Why you want to see man ass?


----------



## Built (May 27, 2008)

'Cause a big muscular ass is HOT!


----------



## min0 lee (May 27, 2008)

kiko said:


> Why you want to see man ass?


I want to compare it to yours and see who's more bootylicous.


----------



## kiko (May 27, 2008)

Dude?!?!


----------



## natural^ (May 27, 2008)

dudette.*


----------



## kiko (May 27, 2008)

min0 lee said:


> I want to compare it to yours and see who's more bootylicous.



There's no comparison, baby. My ass is phat.



natural^ said:


> dudette.*



Pics?


----------



## natural^ (May 27, 2008)

kiko said:


> There's no comparison, baby. My ass is phat.
> 
> 
> 
> Pics?



why dont you ask min0. im a dude you homo


----------



## min0 lee (May 27, 2008)

natural^ said:


> why dont you ask min0. im a dude you homo


Thats never stopped him.


----------



## kjp747 (May 27, 2008)

i guess this is what i should have of expected.

thanks anyways


----------



## CORUM (May 27, 2008)

if your a guy dont worry about it, the women love a guy with an ass. i get compliments all the time, so fuck it my ass wanna get bubblier thats fine with me!!!! if your a girl even better!!! why would you want to get rid of your ASSets??


----------



## DOMS (May 27, 2008)

kjp747 said:


> i guess this is what i should have of expected.
> 
> thanks anyways



What you should have expected?  Of course.

You said that your butt is big. Aside from your body fat, you gave no other useful information.  What are your measurements?  What sex are you?  What does your routine look like?  How do you know your body fat is 15%?

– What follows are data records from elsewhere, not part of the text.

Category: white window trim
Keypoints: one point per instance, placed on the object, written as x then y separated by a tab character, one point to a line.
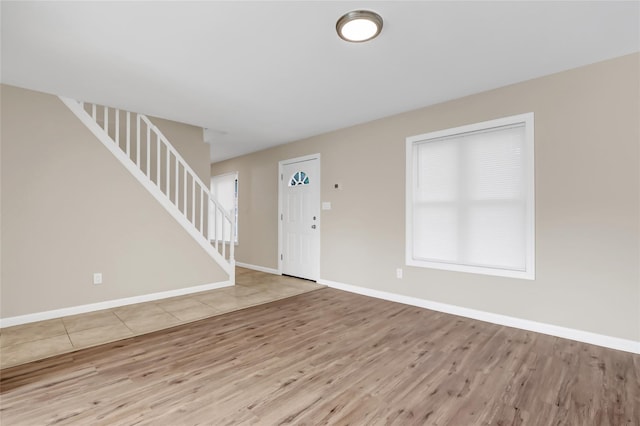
529	272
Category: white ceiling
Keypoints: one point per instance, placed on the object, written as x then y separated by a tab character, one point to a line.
265	73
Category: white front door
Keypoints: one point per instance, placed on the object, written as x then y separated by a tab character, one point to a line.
300	217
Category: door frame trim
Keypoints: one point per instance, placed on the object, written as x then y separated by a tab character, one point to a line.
281	163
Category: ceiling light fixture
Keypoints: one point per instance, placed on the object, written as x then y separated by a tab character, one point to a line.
359	25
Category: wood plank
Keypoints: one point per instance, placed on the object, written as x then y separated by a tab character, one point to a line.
329	357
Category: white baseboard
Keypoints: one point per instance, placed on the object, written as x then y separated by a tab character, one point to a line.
258	268
83	309
538	327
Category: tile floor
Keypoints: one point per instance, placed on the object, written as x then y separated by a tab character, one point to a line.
30	342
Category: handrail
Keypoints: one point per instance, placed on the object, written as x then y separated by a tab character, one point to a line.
189	191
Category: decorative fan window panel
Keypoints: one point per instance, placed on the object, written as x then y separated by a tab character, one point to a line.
299	178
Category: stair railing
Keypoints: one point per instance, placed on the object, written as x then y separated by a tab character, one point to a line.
149	155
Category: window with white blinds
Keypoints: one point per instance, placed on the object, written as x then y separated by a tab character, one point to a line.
470	198
225	189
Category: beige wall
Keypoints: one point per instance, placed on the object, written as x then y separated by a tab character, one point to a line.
70	209
587	134
189	142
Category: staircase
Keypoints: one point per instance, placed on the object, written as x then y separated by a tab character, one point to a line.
149	156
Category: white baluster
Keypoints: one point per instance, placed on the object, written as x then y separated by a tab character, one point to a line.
117	127
193	201
168	171
138	140
158	155
224	234
177	203
184	204
201	211
148	145
128	134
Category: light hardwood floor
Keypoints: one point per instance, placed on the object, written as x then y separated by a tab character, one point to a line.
39	340
329	357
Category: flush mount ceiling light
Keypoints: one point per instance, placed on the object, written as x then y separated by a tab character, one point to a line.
359	25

When you don't give enough useful information, people will have to find ways to amuse themselves until you do.  Then maybe you'll get some help.


----------



## min0 lee (May 27, 2008)

kjp747 said:


> i guess this is what i should have of expected.
> 
> thanks anyways


Sorry for not taking your question seriously.
My wife feel in love with my ass before ever laid eyes on my face.

How tall are you and how much do you weigh?


----------



## kiko (May 27, 2008)

A big butt is a gift or a curse. You can't get rid of it, I think. I have seen women lose weight but their rear ends remain relatively big in comparison to the rest of their bodies. It seems like the body prefer to store body fat back there. That's good because I heard on the news that the body fat in the butt and hips area fight type 2 diabetes.



natural^ said:


> why dont you ask min0. im a dude you homo



I was talking about the dudette. Btw, I'm tired of min0's ass.


----------



## Built (May 27, 2008)

Squats don't give you a FAT ass. They give you a MUSCULAR ass.


----------



## Little Wing (May 27, 2008)

CORUM said:


> if your a guy dont worry about it, the women love a guy with an ass. i get compliments all the time, so fuck it my ass wanna get bubblier thats fine with me!!!! if your a girl even better!!! why would you want to get rid of your ASSets??




girls like a guy with a _muscular_ ass. a soft girl's ass is gross on a guy. on a girl too actually.


----------



## kiko (May 27, 2008)

Little Wing said:


> girls like a guy with a _muscular_ ass. a soft girl's ass is gross on a guy. on a girl too actually.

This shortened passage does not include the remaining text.